To label or not… ‘Natasha’s law’
If you have a food allergy, you know how important it is to know not only what’s in your food but how it was prepared. Similarly, if you’re a parent to a child with allergies, you know how frightening it is to send them off into environments where they could be exposed to allergens that could harm them or worse.
Only this afternoon my wife and I hosted a birthday party for our son, and at the end had to give due consideration to a couple of his friends who have intolerance to specific foods, to the point that one always carries an EpiPen.
Food labeling legislation has been around for some time, yet injuries, and their associated lawsuits, have still occurred. That’s why the UK introduced what is colloquially known as 'Natasha’s law’, and officially as The UK Food Information Amendment on the 1st October. The law is named after Natasha Ednan-Laperouse, a teenage girl who died in 2016. Natasha’s story made headlines after she bought a prepackaged baguette sandwich at Heathrow airport and suffered a fatal allergic reaction to one of its ingredients. Natasha was allergic to sesame seeds and even though she studied the baguette’s labeling, it included no mention of this specific allergen for Natasha. At the time, there were no strict labeling requirements for allergens, and it wasn’t disclosed that sesame seeds were baked into the baguette of the sandwich.
In response the UK Food Standards Agency (FSA) has agreed new legislation to prevent future fatalities and injuries, hence Natasha’s law. The new legislation applies to food that has been prepacked, whether on premises or by suppliers. It only affects food businesses in the UK (and the associated suppliers selling prepacked food in the UK).
This all makes perfect sense on one hand, but on another screams of the sublime to the ridiculous, and something that I struggle to get to grips with. Where have all of these allergies come from? How did my generation and that of my parents’ survive childhood and beyond? What is happening in society now that makes individuals more vulnerable, or did this sort of horrendous outcome occur in the past and nobody understood what was happening or why?
Nut allergies in particular have been extensively reported over the last few years to the degree that no nuts are allowed on planes or in schools, and that kind of makes sense where they could be ‘hidden’ as part of an ingredient, but last week at the cheese counter in my local supermarket I was confronted with stickers to explain that the cheese I was about to buy may contain milk! Where has common sense gone?

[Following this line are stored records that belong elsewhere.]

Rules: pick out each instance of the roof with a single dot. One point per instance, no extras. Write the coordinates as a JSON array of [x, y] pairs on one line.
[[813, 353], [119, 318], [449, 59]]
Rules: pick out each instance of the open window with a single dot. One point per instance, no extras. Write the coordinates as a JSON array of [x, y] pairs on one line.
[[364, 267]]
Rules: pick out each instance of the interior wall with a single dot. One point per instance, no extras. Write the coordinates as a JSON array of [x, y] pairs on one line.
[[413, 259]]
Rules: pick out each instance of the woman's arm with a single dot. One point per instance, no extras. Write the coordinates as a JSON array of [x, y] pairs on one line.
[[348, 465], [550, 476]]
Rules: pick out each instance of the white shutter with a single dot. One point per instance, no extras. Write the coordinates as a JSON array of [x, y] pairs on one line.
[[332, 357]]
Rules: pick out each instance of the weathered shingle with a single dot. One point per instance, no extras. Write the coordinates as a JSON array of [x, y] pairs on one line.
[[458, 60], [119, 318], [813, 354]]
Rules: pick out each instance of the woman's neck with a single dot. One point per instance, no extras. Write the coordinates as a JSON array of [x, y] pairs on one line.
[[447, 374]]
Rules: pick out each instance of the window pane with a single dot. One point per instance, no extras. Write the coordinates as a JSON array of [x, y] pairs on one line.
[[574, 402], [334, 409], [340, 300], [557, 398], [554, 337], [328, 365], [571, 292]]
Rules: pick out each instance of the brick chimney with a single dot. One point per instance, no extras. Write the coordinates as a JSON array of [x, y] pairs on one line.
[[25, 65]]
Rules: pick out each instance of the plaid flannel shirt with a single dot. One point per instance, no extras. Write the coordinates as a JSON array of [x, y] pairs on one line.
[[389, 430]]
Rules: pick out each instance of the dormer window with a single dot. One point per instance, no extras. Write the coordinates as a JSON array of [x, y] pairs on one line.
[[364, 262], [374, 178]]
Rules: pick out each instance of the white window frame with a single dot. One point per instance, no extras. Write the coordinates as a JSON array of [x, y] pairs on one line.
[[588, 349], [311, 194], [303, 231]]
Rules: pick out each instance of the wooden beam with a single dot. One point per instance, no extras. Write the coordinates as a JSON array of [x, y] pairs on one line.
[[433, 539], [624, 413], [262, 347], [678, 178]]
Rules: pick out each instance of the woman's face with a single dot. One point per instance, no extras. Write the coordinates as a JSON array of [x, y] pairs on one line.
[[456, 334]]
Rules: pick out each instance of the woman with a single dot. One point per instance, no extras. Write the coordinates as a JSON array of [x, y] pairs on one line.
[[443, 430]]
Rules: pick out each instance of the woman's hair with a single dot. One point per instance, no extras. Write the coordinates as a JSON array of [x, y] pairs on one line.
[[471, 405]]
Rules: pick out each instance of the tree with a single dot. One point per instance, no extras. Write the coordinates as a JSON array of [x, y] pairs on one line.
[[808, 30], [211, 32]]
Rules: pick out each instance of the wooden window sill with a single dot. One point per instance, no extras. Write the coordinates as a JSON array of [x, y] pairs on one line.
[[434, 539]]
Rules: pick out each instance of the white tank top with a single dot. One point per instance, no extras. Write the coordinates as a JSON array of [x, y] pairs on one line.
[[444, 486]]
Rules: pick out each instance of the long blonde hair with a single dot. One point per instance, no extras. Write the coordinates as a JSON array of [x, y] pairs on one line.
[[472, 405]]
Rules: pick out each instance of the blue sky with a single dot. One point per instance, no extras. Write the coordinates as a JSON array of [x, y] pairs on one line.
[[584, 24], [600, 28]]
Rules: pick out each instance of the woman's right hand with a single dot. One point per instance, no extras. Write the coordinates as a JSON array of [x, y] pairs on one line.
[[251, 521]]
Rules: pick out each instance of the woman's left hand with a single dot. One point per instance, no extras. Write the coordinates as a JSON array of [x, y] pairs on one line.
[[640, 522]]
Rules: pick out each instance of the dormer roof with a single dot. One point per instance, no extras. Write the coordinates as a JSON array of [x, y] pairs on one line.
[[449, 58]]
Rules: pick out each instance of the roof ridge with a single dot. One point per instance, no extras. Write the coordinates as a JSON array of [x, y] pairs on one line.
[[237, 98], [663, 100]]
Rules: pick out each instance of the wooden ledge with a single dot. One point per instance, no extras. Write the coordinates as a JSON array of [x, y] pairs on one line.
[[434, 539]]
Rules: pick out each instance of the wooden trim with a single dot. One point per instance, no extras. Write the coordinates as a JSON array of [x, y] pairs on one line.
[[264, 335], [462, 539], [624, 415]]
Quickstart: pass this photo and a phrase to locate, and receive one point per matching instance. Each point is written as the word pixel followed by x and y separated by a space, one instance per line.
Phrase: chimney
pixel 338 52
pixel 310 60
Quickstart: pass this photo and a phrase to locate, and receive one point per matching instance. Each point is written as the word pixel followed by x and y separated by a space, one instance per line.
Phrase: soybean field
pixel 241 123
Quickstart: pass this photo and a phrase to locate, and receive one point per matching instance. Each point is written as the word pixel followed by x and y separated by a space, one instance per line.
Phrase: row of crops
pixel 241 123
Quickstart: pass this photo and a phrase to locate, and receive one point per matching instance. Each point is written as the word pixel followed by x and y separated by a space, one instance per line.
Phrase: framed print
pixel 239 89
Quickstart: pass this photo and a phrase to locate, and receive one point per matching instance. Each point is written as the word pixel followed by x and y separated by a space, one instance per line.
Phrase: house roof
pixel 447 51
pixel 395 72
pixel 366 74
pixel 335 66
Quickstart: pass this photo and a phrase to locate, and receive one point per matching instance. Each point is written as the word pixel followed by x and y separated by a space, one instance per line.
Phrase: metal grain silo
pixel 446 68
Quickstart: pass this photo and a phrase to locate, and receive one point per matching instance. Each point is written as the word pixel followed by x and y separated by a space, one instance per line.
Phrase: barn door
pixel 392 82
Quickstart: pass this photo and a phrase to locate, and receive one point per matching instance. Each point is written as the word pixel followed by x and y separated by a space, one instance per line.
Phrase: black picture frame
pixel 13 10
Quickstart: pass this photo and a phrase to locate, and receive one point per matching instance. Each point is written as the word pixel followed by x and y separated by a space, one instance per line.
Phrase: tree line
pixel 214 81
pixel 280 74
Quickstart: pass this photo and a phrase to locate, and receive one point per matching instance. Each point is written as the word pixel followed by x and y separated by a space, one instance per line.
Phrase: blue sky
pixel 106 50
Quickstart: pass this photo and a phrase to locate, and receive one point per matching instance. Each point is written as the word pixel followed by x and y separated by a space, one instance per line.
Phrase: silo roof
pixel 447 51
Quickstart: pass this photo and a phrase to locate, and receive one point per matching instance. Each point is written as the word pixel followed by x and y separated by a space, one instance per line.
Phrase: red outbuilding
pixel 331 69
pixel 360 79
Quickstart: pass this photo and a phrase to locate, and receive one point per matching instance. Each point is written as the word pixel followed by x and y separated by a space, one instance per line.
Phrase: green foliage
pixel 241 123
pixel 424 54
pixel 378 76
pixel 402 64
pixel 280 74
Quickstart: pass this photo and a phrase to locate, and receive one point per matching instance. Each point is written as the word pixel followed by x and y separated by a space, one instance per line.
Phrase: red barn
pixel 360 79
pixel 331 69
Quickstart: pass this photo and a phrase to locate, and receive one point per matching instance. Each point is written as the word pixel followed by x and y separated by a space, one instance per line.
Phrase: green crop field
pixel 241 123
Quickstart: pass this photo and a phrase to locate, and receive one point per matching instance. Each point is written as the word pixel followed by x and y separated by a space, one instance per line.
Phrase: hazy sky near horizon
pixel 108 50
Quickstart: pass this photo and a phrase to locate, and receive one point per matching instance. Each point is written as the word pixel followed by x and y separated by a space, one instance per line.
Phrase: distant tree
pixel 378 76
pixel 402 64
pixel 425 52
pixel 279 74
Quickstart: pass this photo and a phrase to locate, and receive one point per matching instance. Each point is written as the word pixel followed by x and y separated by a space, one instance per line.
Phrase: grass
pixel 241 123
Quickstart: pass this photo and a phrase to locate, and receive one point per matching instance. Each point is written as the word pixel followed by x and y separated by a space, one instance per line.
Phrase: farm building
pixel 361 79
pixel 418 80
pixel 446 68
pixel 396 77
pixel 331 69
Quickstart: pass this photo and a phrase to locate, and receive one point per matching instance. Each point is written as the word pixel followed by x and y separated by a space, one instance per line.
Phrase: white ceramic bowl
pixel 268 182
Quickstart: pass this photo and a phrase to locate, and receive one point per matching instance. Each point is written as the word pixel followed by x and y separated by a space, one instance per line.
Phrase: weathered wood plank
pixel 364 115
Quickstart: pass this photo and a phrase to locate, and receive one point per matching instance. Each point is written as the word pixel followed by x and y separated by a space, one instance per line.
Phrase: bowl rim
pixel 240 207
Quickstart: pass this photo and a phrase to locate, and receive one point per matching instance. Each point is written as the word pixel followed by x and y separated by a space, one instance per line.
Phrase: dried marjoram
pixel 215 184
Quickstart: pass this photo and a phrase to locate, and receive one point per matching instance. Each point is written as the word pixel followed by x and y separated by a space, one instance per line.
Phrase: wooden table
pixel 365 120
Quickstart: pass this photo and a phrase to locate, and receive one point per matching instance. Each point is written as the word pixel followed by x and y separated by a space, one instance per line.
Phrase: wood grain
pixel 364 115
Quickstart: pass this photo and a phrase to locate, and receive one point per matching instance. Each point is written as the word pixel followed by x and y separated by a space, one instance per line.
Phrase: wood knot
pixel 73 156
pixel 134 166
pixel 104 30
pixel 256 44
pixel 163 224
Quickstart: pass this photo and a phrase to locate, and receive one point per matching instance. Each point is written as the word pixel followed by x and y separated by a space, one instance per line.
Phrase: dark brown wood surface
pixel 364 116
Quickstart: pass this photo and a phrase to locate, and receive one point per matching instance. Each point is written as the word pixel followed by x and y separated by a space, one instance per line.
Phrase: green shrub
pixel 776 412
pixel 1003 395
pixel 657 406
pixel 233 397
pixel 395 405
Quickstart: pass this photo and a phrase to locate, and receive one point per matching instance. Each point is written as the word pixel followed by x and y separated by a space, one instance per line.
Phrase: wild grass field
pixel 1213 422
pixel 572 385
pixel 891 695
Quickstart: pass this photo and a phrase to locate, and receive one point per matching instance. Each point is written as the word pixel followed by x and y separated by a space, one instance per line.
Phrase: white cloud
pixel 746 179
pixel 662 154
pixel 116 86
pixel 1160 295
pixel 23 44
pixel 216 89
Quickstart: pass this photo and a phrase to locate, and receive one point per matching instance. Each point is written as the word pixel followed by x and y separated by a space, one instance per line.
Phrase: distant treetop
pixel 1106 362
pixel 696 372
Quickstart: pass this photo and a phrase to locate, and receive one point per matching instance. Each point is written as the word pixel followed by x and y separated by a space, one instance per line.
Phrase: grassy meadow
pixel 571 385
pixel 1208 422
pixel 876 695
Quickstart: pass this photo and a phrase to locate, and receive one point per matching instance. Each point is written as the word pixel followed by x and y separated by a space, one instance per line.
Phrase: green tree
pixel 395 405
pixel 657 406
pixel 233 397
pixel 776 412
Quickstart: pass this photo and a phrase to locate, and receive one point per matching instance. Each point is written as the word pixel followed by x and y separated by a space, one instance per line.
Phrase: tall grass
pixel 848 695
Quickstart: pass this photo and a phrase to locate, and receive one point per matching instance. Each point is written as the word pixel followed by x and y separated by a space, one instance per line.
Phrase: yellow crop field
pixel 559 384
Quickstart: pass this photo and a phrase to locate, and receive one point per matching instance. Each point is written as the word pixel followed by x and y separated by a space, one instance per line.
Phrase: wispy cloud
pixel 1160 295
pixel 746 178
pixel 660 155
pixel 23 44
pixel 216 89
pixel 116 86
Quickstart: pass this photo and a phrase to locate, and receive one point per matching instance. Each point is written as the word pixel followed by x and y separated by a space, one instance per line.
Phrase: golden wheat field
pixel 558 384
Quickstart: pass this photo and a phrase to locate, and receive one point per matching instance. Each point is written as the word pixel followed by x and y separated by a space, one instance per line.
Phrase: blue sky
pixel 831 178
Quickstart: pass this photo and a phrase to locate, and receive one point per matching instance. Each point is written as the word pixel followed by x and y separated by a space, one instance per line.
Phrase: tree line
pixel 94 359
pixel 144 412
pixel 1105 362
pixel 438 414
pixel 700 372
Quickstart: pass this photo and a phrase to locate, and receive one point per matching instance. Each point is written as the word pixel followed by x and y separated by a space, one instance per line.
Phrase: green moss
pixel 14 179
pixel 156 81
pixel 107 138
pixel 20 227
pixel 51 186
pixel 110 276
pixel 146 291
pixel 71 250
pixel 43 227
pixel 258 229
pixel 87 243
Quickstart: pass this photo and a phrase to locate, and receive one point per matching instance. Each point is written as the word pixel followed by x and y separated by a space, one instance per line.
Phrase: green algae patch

The upshot of all of this is that food manufacturers and brands are now facing huge scrutiny, risk and cost to ensure that they comply with the new law or face unimaginable consequences. This law, whilst on one hand totally ethical and just has far-reaching responsibilities and consequences that cannot easily be quantified, but must surely lead to food inflation at a time when we are regularly told how the average man in the street is struggling to keep up as the ‘rich: poor’ divide continues to widen.
I don’t really know how to comment on this new bit of legislation and the corresponding responsibilities, but one thing is certain is that I struggle to comprehend the magnitude of it all and have sympathy for those having to manage it, whilst ultimately knowing that the law has been carefully written and sympathetically introduced to save lives and so has to be right.